When parents tour daycare settings, they often notice the physical environment: the toys available, the artwork on the walls, the garden space, the soft play areas. These things matter, but research on what actually predicts child outcomes in early years settings points to something harder to see in a tour: the quality of the conversations and interactions between carers and children.
Healthbooq helps families understand what to look for in early years settings.
The Evidence Base
The most rigorous evidence on what makes early years settings effective comes from two large longitudinal studies: the NICHD Study of Early Child Care in the United States and the EPPE (Effective Pre-school and Primary Education) study in the UK.
The EPPE study followed over 3,000 children from age 3 through secondary school, examining what features of preschool settings predicted the strongest outcomes in cognitive development, language, literacy, numeracy, and social-emotional development. The study found that the single most important quality indicator was something the researchers called sustained shared thinking.

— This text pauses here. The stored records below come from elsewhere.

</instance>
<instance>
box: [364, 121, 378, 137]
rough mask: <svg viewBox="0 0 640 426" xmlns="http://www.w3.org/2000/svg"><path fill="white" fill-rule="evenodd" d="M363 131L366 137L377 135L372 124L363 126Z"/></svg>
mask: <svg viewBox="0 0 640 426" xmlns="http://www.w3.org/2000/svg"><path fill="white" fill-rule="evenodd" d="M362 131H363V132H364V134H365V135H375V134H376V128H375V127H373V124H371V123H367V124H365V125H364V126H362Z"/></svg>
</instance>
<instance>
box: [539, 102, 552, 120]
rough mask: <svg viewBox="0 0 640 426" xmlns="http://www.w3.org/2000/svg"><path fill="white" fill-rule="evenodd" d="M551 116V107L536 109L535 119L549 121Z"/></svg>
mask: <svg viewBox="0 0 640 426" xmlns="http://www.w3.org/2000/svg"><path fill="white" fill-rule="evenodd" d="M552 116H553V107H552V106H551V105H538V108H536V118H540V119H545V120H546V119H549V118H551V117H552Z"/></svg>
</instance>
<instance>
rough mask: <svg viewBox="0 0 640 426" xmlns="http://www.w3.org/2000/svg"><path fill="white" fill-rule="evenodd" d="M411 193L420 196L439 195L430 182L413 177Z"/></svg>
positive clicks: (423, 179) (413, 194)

What Sustained Shared Thinking Is
Sustained shared thinking is defined in the EPPE research as an episode where two or more individuals — typically an adult and a child — work together in an intellectual way to solve a problem, clarify a concept, evaluate activities, or extend a narrative. Both participants contribute to the thinking and extend understanding.
In practice, sustained shared thinking looks like:
- A child is building with blocks, and a caregiver sits beside them, asks "What are you making?", listens to the answer, says "Oh, and what goes on top?", and genuinely engages with the child's explanation for several exchanges
- A child is looking at a picture in a book and the caregiver asks an open question, waits for the child's answer, adds to it, and the conversation extends over several turns
- A child is doing a puzzle and a caregiver doesn't direct or solve but asks questions that prompt the child's own thinking ("I wonder if it would fit the other way around?")
What is not sustained shared thinking:
- A caregiver asking a closed question ("What colour is that?"), getting the answer, and moving on
- A caregiver narrating what the child is doing without genuine back-and-forth
- Adult-directed activity where the child follows instructions
Why the Activity Itself Matters Less
The EPPE findings challenged the assumption that what settings do (the specific curriculum, themed activities, structured learning sessions) is the primary driver of outcomes. The same activity — reading a book, building with blocks, playing in the sand — produces very different developmental outcomes depending on how the adult interacts during it.
This has practical implications. A setting that has children doing a daily craft activity, where adults supervise and redirect but do not engage in extended conversation, will produce less cognitive benefit from that activity than a setting where children choose their own activity and adults engage with them genuinely about what they are doing.
What Good Practice Looks Like in a Setting Visit
When visiting a daycare setting, observing the quality of interaction rather than the activity schedule gives a more reliable picture of quality:
- Are there genuine back-and-forth conversations between adults and individual children?
- Do adults follow children's interest rather than constantly redirecting?
- When a child says something, does the adult respond in a way that extends the child's thinking or invites more?
- Do adults get down to children's physical level and give them their full attention during these interactions?
- Are there spaces in the day where children choose freely and adults are available to engage rather than managing transitions?
A setting that ticks curriculum boxes but lacks this kind of interaction quality will be less effective developmentally than one where caregivers naturally engage this way.
Ratio and Interaction Quality
Staff-to-child ratios matter because they affect the possibility of quality interaction. When one adult is responsible for many children, the practical time available for individual, extended conversations is limited. Current UK regulations specify a minimum ratio of 1:3 for children under 2, 1:4 for 2-year-olds, and 1:8 for 3–5 year olds. Settings that maintain ratios above the minimum — more adults per child — generally produce better interaction quality, though ratio alone does not guarantee it.
Key Takeaways
Research on early years quality consistently finds that the quality of adult-child interaction is a stronger predictor of child outcomes than the curriculum, the activities on offer, the physical environment, or the resources available. A setting with simple resources and highly responsive, intellectually engaged caregivers produces better outcomes than a well-resourced setting with poor interaction quality.